I have begun to develop a strategy, though.
1. A notebook next to me. As I read, I jot down my thoughts and observations, but it’s really just a streaming thought, not a coherent whole. I put these notes together later.
2. Peer discussion. I’ve mentioned my bookclubs on here several times, now. I’m a member of several local clubs that meet once or twice a month to discuss the book we picked and read together. This allows me to hear other opinions on the novels I’ve been reading, and helps me articulate and defend (or concede) my own opinions on the book. I also visit message boards, for those books that I’m not reading for a club.
3. Falling back on education. While currently not in school, I was once (and hope to be again) an English Literature major (also majoring in Biology). Years of reading, and then writing papers on what I’ve read, has definitely helped me out in my reviews. A college essay is not the same as a review, but you use many of the same skills with each.*
These three strategies have begun to help me bring my reviews more thought and depth, as well as perhaps more relevance. I am, of course, still learning. My eventual hope is that I might even make a little money from my blog, but my true goal is to share my love and understanding of books. If even just a few people get something out of my writing, I’m happy.
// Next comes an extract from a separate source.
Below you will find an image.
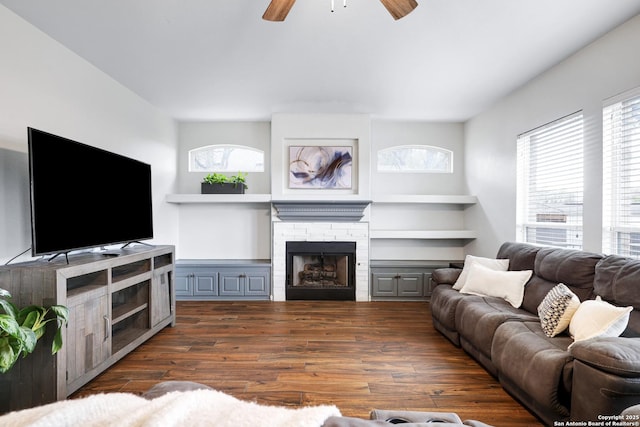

I want to be a published writer someday, among many dreams, and I can only think that writing here, and reading with my brain turned on, are great places to start.
*This is not at all to say you must be (even partially) college educated to do intellectual work. It’s just helped me personally in this particular instance. There are many continuing education and community outreach programs, even through local libraries, that adults can learn critical thinking skills from. Many great minds, though, were entirely self-taught.